As part of a four-month-long seminar organized by New York architect and Assistant Dean of the Yale School of Architecture Mark Foster Gage, students investigated new forms of political activism through the design of objects.
The course synopsis began with this quote from Leonardo Da Vinci:
It had long since to come to my attention that people of accomplishment rarely sat back and let things happen to them. They went out and happened to things.
By way of some background, in 2014, the Victoria & Albert Museum (V&A) in London produced an exhibition titled Disobedient Objects, curated by Catherine Flood. Here, the constraint of urgency amplified the political power of designers’ work. Examples included a mask (made from a plastic water bottle) that protects protesters from tear gas and an arrangement of poles that people can climb and avoid being removed from an area by police.
Speaking to The Architect’s Newspaper (AN), Gage discussed how the October symposium he organized at Yale, titled Aesthetic Activism, explored how architecture’s critical-theory basis for socially engaged design is increasingly ineffectual, as it “merely calls for the revealing of a given social inequality or problem—not a requirement to act to remedy it.” “Seeing a problem rarely actually prompts action to solve it,” reads the synopsis of his class—an idea that echoes the work of philosopher Jacques Rancière, on whose work the seminar was significantly based.
After guiding students through works by philosophers such as Rancière (who explores the politicization of aesthetics), Elaine Scarry (who wrote Thinking in an Emergency), and Graham Harman and Timothy Morton (significant philosophers in the burgeoning Object Oriented Ontology movement), as well as the more household names from aesthetics including Kant, Fiedler, Burke and Hickey, Gage saw his students produce a series of increasingly politicized design projects that emerged, increasingly, in reaction to the recent election and presidency of Donald Trump.
- A 3-D printed monument of Donald Trump (an ostentatious and vulgar creation laden with authoritarian imagery) and model depicting Rancière’s “Distribution of the Sensible” philosophical framework (whereby political perceptions are altered; note Trump’s back is turned); both by Robert Smith Waters.

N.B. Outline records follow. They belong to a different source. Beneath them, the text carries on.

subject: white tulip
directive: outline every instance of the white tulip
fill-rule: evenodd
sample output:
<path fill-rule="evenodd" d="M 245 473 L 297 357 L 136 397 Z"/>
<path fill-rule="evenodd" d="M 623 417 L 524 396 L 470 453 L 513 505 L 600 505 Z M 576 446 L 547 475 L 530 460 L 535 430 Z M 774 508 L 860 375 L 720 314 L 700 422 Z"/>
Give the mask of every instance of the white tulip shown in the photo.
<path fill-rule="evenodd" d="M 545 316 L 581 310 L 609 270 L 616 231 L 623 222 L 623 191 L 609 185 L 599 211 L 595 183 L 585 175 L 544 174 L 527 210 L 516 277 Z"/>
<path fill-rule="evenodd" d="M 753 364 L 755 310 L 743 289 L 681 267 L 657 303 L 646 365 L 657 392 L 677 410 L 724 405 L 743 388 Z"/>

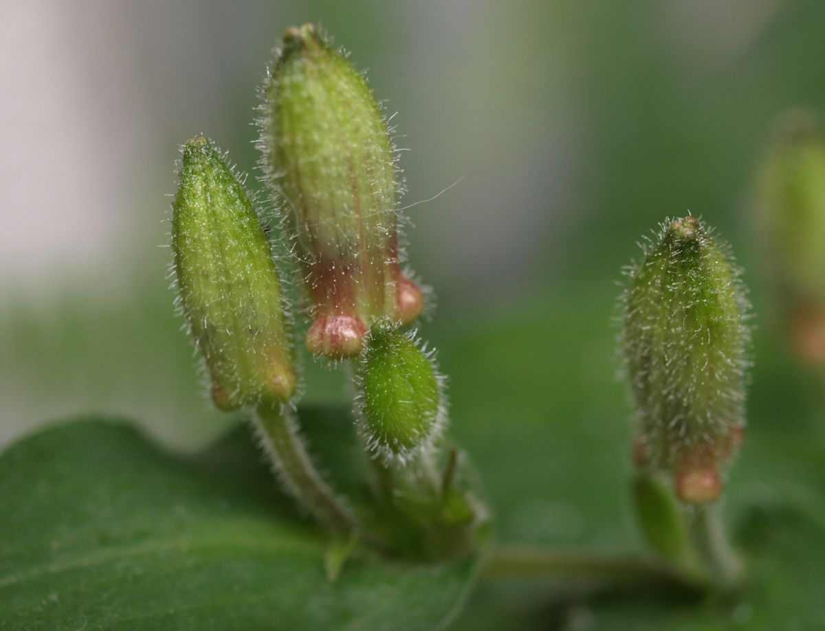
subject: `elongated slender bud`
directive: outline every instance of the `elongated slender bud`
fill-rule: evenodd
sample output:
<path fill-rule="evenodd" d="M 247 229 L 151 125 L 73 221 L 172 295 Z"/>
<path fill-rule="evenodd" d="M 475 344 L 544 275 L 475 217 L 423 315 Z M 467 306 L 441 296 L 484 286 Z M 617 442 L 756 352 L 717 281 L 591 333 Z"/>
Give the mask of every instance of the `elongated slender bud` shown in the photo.
<path fill-rule="evenodd" d="M 662 226 L 629 273 L 624 344 L 640 423 L 637 462 L 679 497 L 719 497 L 744 425 L 749 305 L 727 248 L 695 217 Z"/>
<path fill-rule="evenodd" d="M 825 138 L 814 118 L 783 116 L 757 193 L 761 252 L 797 354 L 825 362 Z"/>
<path fill-rule="evenodd" d="M 441 378 L 412 333 L 389 321 L 375 323 L 357 380 L 359 423 L 372 451 L 404 463 L 432 445 L 446 417 Z"/>
<path fill-rule="evenodd" d="M 186 143 L 172 203 L 181 304 L 222 409 L 284 401 L 295 388 L 281 288 L 258 216 L 205 138 Z"/>
<path fill-rule="evenodd" d="M 393 146 L 365 79 L 311 25 L 287 29 L 264 90 L 260 143 L 312 304 L 308 348 L 356 355 L 373 321 L 423 307 L 401 271 Z"/>

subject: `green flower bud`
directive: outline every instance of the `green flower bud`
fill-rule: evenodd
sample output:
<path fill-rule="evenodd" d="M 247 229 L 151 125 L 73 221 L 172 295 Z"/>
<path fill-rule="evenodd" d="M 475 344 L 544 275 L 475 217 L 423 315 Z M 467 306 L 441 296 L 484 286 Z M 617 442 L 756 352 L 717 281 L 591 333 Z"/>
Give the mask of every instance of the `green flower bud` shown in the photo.
<path fill-rule="evenodd" d="M 442 379 L 431 355 L 386 320 L 365 339 L 357 416 L 370 450 L 385 461 L 403 464 L 427 450 L 444 426 Z"/>
<path fill-rule="evenodd" d="M 287 29 L 264 98 L 260 147 L 310 297 L 307 346 L 356 355 L 374 320 L 408 324 L 424 304 L 401 271 L 387 122 L 366 80 L 311 25 Z"/>
<path fill-rule="evenodd" d="M 205 138 L 186 143 L 172 202 L 180 304 L 222 409 L 284 401 L 293 351 L 269 243 L 243 187 Z"/>
<path fill-rule="evenodd" d="M 776 137 L 757 188 L 761 251 L 798 354 L 825 362 L 825 138 L 800 111 Z"/>
<path fill-rule="evenodd" d="M 624 295 L 636 459 L 672 471 L 686 502 L 719 497 L 719 466 L 744 425 L 749 304 L 731 261 L 699 219 L 676 219 L 629 270 Z"/>

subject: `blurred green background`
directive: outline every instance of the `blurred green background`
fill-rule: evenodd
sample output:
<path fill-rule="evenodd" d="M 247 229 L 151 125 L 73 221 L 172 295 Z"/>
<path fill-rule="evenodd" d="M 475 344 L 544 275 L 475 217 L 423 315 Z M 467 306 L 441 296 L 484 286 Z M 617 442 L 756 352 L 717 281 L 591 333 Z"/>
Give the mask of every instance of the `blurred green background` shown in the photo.
<path fill-rule="evenodd" d="M 825 4 L 42 0 L 3 12 L 0 444 L 82 412 L 134 418 L 186 450 L 233 421 L 203 397 L 172 313 L 164 195 L 178 145 L 199 133 L 253 170 L 271 49 L 287 26 L 314 21 L 399 112 L 403 203 L 462 178 L 410 209 L 409 259 L 435 287 L 422 333 L 503 539 L 639 545 L 610 320 L 640 236 L 687 210 L 733 244 L 758 313 L 730 510 L 787 500 L 781 478 L 825 525 L 810 500 L 825 488 L 823 382 L 776 332 L 749 232 L 772 121 L 793 106 L 825 112 Z M 340 375 L 308 364 L 307 400 L 343 400 Z M 825 589 L 821 572 L 799 572 Z M 471 601 L 482 613 L 467 628 L 512 612 L 593 628 L 557 601 L 530 618 L 529 590 L 512 591 L 498 595 L 500 619 L 483 595 Z M 821 602 L 782 597 L 807 612 L 795 628 L 825 624 Z"/>

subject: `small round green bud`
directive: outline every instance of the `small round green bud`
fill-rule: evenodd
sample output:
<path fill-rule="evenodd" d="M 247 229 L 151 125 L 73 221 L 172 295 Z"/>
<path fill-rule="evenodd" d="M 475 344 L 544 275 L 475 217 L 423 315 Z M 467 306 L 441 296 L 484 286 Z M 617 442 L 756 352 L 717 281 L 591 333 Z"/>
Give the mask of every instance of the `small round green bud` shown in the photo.
<path fill-rule="evenodd" d="M 387 122 L 364 77 L 309 24 L 287 29 L 263 92 L 260 148 L 312 306 L 307 347 L 357 355 L 375 319 L 408 324 L 424 304 L 401 270 Z"/>
<path fill-rule="evenodd" d="M 686 502 L 715 499 L 741 440 L 749 304 L 739 271 L 701 221 L 667 222 L 629 272 L 624 354 L 643 467 L 671 471 Z"/>
<path fill-rule="evenodd" d="M 432 445 L 446 417 L 441 378 L 412 333 L 375 323 L 365 338 L 358 385 L 360 428 L 373 453 L 403 464 Z"/>
<path fill-rule="evenodd" d="M 212 398 L 224 410 L 286 400 L 295 388 L 292 344 L 257 214 L 205 138 L 186 143 L 179 180 L 172 202 L 174 269 Z"/>
<path fill-rule="evenodd" d="M 777 125 L 759 174 L 761 251 L 797 354 L 825 362 L 825 138 L 794 110 Z"/>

- A ballot box in which only one shape can be placed inside (note the shape of a heart does not fit).
- A protective face mask that offers guidance on what do if arrested on one side and an eye-less smiley face on the other, by Casey Furman.
- Roller-blades that can only go in perpendicular directions, by Claire Haugh.

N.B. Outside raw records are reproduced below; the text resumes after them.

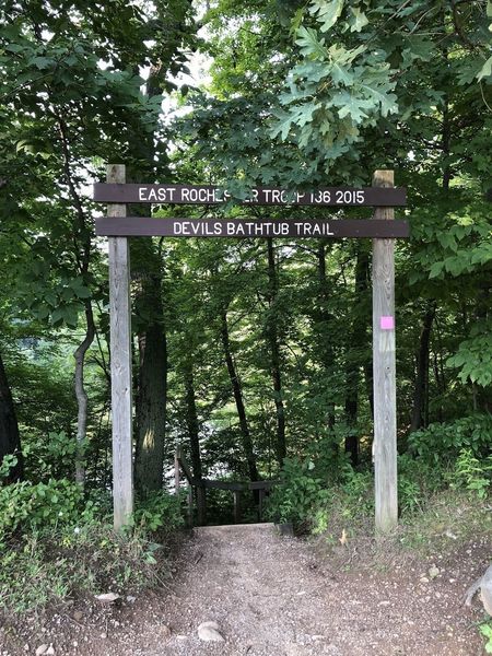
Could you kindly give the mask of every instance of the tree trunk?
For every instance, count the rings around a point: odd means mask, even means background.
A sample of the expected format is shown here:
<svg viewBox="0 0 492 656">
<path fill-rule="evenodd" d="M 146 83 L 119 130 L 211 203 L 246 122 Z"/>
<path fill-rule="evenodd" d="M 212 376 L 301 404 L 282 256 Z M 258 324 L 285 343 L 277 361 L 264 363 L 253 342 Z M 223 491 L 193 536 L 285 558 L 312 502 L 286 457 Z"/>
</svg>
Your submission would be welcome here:
<svg viewBox="0 0 492 656">
<path fill-rule="evenodd" d="M 161 490 L 164 470 L 167 396 L 167 342 L 161 274 L 142 286 L 138 312 L 147 319 L 139 340 L 136 483 L 139 491 Z"/>
<path fill-rule="evenodd" d="M 426 408 L 429 406 L 429 344 L 432 323 L 435 317 L 435 303 L 430 305 L 424 314 L 420 332 L 419 352 L 417 353 L 417 378 L 413 393 L 413 409 L 410 432 L 418 431 L 426 424 Z"/>
<path fill-rule="evenodd" d="M 0 465 L 3 457 L 8 455 L 14 455 L 17 458 L 17 464 L 10 470 L 7 479 L 7 482 L 13 483 L 21 480 L 23 473 L 21 437 L 12 393 L 0 353 Z"/>
<path fill-rule="evenodd" d="M 354 295 L 354 319 L 350 330 L 349 353 L 345 363 L 345 418 L 350 429 L 345 437 L 345 453 L 350 454 L 352 465 L 359 464 L 359 435 L 356 434 L 358 413 L 359 413 L 359 384 L 361 378 L 361 354 L 367 344 L 367 325 L 370 313 L 366 308 L 368 283 L 368 255 L 363 246 L 356 246 L 355 262 L 355 295 Z M 350 353 L 352 349 L 356 350 L 356 358 Z"/>
<path fill-rule="evenodd" d="M 197 401 L 195 395 L 194 365 L 189 358 L 185 361 L 184 370 L 186 424 L 188 429 L 189 446 L 191 450 L 191 467 L 194 479 L 197 482 L 198 525 L 206 523 L 206 495 L 204 488 L 200 485 L 203 479 L 200 455 L 200 424 L 198 422 Z"/>
<path fill-rule="evenodd" d="M 335 349 L 330 339 L 328 324 L 330 321 L 331 314 L 328 311 L 328 280 L 326 276 L 326 244 L 319 242 L 318 246 L 318 278 L 319 278 L 319 323 L 320 323 L 320 347 L 321 347 L 321 361 L 325 367 L 327 376 L 333 373 L 335 368 Z M 335 426 L 335 403 L 330 402 L 328 406 L 327 413 L 328 427 Z"/>
<path fill-rule="evenodd" d="M 94 315 L 91 301 L 85 302 L 85 337 L 73 353 L 75 359 L 75 397 L 78 405 L 77 414 L 77 457 L 75 457 L 75 482 L 84 484 L 84 442 L 87 432 L 87 393 L 84 386 L 85 354 L 91 348 L 95 336 Z"/>
<path fill-rule="evenodd" d="M 248 464 L 249 479 L 251 481 L 259 480 L 258 468 L 256 465 L 256 456 L 253 448 L 253 440 L 249 433 L 248 421 L 246 417 L 246 408 L 243 400 L 243 390 L 241 388 L 239 378 L 237 376 L 236 366 L 231 352 L 231 341 L 229 337 L 227 326 L 227 312 L 222 309 L 221 312 L 221 337 L 222 345 L 224 348 L 225 363 L 227 365 L 229 378 L 234 394 L 234 401 L 236 403 L 237 415 L 239 418 L 241 435 L 243 440 L 243 449 Z"/>
<path fill-rule="evenodd" d="M 279 280 L 277 276 L 276 258 L 273 250 L 273 239 L 267 238 L 268 250 L 268 302 L 269 312 L 267 318 L 267 341 L 270 347 L 270 372 L 273 383 L 273 400 L 277 411 L 277 445 L 276 454 L 279 466 L 282 467 L 283 459 L 286 456 L 285 445 L 285 410 L 282 400 L 282 377 L 280 372 L 280 345 L 277 329 L 277 295 L 279 291 Z"/>
</svg>

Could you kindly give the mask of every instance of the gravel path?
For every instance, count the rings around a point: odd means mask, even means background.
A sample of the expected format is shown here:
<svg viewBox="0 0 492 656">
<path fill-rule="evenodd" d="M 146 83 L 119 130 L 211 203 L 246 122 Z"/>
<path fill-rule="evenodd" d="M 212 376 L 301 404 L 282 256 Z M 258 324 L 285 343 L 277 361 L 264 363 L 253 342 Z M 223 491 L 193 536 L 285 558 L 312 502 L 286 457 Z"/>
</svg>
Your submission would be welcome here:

- A hammock to aid those who climb corporate towers as an act of protest, by Steven McNamara (see AN’s coverage of the man who climbed Trump Tower in New York last year).

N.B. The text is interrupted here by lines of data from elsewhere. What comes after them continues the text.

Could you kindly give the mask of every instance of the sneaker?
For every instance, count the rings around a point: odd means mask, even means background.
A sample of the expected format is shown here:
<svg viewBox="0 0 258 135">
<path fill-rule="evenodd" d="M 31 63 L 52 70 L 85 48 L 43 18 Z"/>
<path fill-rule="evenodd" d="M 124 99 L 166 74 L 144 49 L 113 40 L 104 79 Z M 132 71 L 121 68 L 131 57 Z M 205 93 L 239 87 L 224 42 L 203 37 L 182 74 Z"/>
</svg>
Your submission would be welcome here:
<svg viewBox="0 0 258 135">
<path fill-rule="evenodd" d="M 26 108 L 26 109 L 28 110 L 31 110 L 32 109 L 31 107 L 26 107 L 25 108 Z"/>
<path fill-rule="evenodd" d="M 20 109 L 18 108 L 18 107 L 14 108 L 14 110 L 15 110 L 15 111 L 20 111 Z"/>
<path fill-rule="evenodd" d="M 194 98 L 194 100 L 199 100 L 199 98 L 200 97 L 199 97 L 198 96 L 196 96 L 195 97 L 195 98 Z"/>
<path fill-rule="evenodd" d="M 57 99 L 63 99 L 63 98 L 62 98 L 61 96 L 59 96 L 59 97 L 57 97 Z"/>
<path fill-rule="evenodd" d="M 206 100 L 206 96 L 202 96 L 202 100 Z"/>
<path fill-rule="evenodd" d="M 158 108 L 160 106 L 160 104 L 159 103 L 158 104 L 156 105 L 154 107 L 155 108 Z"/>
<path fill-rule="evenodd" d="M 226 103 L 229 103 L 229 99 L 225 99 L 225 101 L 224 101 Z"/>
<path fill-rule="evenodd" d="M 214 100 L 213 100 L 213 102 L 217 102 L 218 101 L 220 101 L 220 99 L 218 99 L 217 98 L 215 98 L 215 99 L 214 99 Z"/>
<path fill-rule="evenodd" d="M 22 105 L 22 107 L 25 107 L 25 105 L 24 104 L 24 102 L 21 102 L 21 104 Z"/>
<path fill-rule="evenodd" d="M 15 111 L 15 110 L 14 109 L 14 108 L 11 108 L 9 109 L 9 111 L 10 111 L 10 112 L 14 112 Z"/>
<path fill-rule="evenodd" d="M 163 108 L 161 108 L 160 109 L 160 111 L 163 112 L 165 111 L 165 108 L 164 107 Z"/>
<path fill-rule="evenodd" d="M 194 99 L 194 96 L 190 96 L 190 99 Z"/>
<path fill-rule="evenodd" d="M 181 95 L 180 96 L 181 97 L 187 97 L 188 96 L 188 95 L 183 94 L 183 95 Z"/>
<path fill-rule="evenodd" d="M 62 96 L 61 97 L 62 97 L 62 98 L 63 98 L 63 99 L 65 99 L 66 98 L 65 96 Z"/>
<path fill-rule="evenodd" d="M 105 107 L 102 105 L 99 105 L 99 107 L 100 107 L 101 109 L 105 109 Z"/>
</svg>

The Yale School of Architecture has a history of political protests dating back to the 1960’s. This year, numerous large banners of “We won’t build your wall” covered the Paul Rudolph–designed structure. Previously, a large banner had read: “United Against Hate.” Students also issued a statement in wake of the AIA’s initial stance on Trump, saying: “Our profession been plagued by a history of racial and gender inequity. The AIA’s immediate and unquestioning pandering to the Trump administration threatens a continuation of our troubled past and demonstrates a willingness to pursue financial gain at the expense of our values.”